The Secant Method gave approximate root 0.7390851332151607,
with estimated error 0.0, backward error 0.0

Alternatively, you get a version of secantmethod from the module NumericalMethods with

import .NumericalMethods: secantmethod
function graphsecantmethod(f, a, b; maxiterations=5)
    # Graph a few iterations of the Secant Method for solving f(x)=0 in the interval [a, b].
    
    x_older = a
    x_more_recent = b
    f_x_older = f(x_older)
    f_x_more_recent = f(x_more_recent)
    for iteration in 1:maxiterations
        x_new = (x_older * f_x_more_recent - f_x_older * x_more_recent)/(f_x_more_recent - f_x_older)
        f_x_new = f(x_new)
        latest_three_x_values = [x_older x_more_recent x_new]
        left = min(x_older, x_more_recent, x_new)
        right = max(x_older, x_more_recent, x_new)
        xplot = range(left, right, 100);
        figure(figsize=[12,6])
        grid(true)
        title("Secant Method iteration $iteration")
        xlabel("x")
        plot(xplot, f.(xplot))
        plot([left, right], [f(left), f(right)])  # the secant line
        plot([left, right], [0, 0], "k")  # the x-axis line
        plot(latest_three_x_values, f.(latest_three_x_values), "r*")
        x_older = x_more_recent
        f_x_older = f_x_more_recent
        x_more_recent = x_new
        f_x_more_recent = f_x_new
        errorEstimate = abs(x_older - x_more_recent)
    end;
end;
graphsecantmethod(f, a, b)
../_images/root-finding-without-derivatives_21_0.png ../_images/root-finding-without-derivatives_21_1.png ../_images/root-finding-without-derivatives_21_2.png ../_images/root-finding-without-derivatives_21_3.png ../_images/root-finding-without-derivatives_21_4.png

Observation 2.1

  • This converges faster than the Method of False Position (and far faster than Bisection).

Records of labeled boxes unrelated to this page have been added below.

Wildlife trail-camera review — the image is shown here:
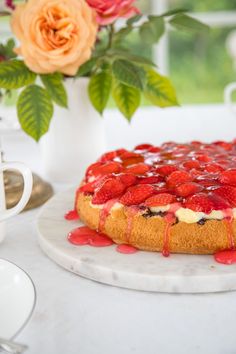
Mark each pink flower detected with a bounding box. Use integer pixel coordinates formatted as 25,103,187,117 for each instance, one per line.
5,0,15,10
87,0,140,26
0,0,15,13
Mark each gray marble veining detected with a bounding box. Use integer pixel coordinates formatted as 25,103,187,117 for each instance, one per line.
37,190,236,293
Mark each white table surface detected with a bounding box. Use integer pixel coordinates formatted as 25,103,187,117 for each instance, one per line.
0,106,236,354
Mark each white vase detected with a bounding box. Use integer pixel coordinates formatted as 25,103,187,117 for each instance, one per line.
40,78,105,184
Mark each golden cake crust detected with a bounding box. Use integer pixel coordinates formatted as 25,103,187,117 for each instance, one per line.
76,193,236,254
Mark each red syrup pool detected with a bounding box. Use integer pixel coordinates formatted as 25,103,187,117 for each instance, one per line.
98,199,118,232
214,250,236,264
64,209,79,221
162,203,180,257
67,226,114,247
116,245,139,254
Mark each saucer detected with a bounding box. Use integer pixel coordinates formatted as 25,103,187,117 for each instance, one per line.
0,259,36,339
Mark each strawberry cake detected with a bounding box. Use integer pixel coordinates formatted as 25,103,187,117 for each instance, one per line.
75,141,236,256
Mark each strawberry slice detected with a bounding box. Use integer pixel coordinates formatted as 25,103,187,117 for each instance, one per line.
85,162,102,178
79,174,113,193
138,176,163,184
120,184,155,206
214,186,236,208
134,144,153,151
175,182,204,197
219,170,236,186
184,193,214,214
148,146,161,154
100,149,127,162
120,151,142,161
166,171,193,188
126,163,150,175
213,141,233,151
88,161,122,177
118,173,138,187
204,163,224,173
183,160,201,170
92,178,125,204
208,192,230,210
196,154,212,162
144,193,176,207
156,165,178,177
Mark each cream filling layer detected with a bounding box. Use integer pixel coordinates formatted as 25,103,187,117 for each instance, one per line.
90,202,236,224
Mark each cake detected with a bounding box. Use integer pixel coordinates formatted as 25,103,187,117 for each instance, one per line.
75,141,236,256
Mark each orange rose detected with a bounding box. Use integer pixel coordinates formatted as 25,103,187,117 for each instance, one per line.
11,0,97,76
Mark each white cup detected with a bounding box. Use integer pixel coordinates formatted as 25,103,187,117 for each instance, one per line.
0,152,33,242
224,82,236,114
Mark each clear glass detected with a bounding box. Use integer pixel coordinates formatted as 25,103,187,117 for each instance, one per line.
169,28,236,104
169,0,236,12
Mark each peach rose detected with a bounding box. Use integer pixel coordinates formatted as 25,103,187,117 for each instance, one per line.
11,0,97,76
87,0,140,25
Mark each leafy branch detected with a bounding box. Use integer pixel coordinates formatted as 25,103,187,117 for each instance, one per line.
0,9,209,141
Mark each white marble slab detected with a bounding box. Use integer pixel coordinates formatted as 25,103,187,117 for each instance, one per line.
37,190,236,293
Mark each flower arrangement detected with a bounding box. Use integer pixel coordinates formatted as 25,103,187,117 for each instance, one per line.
0,0,208,141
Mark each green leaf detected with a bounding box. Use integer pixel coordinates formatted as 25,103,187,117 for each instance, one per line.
144,70,179,108
40,73,68,108
169,14,210,33
160,9,188,17
0,38,17,60
112,80,141,121
113,27,133,46
108,49,156,66
75,57,98,77
0,60,36,90
126,15,143,26
17,85,53,141
139,16,165,45
88,71,112,114
112,59,145,90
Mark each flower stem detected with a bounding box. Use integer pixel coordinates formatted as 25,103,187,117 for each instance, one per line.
107,24,115,50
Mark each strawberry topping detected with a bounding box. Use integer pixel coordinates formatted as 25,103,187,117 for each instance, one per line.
92,178,125,204
79,140,236,213
120,184,155,206
144,193,176,207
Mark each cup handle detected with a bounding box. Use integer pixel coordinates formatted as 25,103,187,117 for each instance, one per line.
0,162,33,221
224,82,236,114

  • The majority of iterations have the root surrounded (sign-change in \(f\)), but every third one — the second and fifth — do not.

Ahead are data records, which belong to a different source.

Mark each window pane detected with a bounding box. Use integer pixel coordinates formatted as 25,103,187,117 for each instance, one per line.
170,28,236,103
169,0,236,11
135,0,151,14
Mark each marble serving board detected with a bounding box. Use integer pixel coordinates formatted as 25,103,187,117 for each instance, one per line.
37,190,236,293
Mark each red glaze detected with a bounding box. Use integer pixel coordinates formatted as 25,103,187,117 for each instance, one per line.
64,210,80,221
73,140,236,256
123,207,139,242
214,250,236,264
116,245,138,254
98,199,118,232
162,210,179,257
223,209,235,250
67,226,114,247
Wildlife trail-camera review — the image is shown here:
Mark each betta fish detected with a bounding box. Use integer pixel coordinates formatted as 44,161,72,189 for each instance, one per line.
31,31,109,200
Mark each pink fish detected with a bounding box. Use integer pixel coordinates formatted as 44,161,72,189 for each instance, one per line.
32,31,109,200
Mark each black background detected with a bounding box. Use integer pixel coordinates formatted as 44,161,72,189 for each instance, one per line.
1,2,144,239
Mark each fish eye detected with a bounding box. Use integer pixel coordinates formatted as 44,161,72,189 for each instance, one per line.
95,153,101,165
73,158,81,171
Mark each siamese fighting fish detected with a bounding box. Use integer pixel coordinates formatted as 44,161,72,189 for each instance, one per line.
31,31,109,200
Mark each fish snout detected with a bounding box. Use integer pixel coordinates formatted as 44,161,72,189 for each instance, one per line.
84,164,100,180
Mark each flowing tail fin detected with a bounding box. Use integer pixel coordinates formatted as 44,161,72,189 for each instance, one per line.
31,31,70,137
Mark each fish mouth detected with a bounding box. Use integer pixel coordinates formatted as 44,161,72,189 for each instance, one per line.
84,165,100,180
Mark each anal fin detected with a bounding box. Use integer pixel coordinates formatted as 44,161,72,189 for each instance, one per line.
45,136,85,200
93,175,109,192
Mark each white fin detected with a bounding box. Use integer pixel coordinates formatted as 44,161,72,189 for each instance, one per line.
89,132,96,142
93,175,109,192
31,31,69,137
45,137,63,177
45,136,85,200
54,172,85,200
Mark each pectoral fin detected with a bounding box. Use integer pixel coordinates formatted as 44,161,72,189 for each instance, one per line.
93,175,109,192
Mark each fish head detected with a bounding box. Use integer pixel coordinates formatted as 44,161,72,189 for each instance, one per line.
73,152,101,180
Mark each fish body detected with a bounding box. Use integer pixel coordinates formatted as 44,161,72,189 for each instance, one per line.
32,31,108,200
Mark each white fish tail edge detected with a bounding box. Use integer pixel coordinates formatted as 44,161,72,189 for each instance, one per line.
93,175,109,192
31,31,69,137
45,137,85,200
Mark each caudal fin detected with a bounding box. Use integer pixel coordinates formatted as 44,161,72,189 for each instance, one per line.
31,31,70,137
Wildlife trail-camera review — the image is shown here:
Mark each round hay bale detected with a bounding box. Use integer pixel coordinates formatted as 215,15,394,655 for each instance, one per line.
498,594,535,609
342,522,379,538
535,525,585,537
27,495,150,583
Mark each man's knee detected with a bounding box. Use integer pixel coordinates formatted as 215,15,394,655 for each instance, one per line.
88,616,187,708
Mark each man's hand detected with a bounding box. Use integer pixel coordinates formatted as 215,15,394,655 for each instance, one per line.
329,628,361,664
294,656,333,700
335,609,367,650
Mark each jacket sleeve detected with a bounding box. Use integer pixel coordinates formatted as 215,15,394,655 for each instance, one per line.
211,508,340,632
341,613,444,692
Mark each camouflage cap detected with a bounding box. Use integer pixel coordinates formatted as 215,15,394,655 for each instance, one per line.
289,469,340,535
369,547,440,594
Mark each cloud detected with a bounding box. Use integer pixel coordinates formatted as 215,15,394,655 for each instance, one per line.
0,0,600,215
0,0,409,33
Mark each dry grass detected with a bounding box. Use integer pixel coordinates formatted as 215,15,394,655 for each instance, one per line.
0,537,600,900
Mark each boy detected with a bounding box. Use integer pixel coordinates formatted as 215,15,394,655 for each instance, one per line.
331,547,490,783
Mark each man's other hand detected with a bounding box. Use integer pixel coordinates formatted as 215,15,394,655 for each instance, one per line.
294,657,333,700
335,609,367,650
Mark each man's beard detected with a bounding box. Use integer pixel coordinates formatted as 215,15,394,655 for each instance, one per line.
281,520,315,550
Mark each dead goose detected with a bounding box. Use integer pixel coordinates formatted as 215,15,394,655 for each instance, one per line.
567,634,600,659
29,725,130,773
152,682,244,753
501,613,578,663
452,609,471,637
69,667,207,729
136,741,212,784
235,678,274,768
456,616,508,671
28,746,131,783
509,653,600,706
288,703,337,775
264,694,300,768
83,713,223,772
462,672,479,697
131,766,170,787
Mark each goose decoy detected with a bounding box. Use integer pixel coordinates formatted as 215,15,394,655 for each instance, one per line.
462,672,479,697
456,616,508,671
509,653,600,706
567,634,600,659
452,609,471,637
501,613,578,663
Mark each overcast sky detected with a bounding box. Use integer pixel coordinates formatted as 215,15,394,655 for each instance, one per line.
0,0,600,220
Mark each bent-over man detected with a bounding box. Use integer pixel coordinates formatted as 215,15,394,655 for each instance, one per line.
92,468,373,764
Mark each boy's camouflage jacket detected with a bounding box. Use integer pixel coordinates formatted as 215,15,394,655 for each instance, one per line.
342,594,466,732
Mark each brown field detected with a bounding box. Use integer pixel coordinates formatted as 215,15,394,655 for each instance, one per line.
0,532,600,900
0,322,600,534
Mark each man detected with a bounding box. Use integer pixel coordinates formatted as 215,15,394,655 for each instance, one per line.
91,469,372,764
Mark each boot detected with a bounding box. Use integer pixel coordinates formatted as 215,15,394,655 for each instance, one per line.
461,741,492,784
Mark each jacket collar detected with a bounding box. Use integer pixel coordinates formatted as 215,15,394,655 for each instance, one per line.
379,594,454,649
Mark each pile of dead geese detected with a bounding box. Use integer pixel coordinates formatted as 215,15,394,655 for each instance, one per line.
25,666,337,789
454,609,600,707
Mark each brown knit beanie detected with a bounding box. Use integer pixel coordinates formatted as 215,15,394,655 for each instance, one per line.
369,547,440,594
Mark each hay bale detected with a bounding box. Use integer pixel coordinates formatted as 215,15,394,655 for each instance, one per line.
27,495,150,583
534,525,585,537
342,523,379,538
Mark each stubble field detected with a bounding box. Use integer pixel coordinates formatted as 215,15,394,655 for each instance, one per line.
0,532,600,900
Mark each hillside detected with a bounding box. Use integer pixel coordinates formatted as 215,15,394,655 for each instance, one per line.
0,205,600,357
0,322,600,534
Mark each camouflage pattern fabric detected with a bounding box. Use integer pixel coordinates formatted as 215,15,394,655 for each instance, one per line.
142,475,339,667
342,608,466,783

  • Comparing the error estimate to the backward error, the error estimate is quite pessimistic (and so fairly trustworthy); in fact, it is typically of similar size to the backward error at the previous iteration.

The last point is a quite common occurence: the available error estimates are often “trailing indicators”, closer to the error in the previous approximation in an iteration. For example, recall that we saw the same thing with Newton’s Method when we used \(|x_k - x_{k-1}|\) to estimate the error \(E_k := x_k - r\) and saw that it is in fact closer to the previous error, \(E_{k-1}\).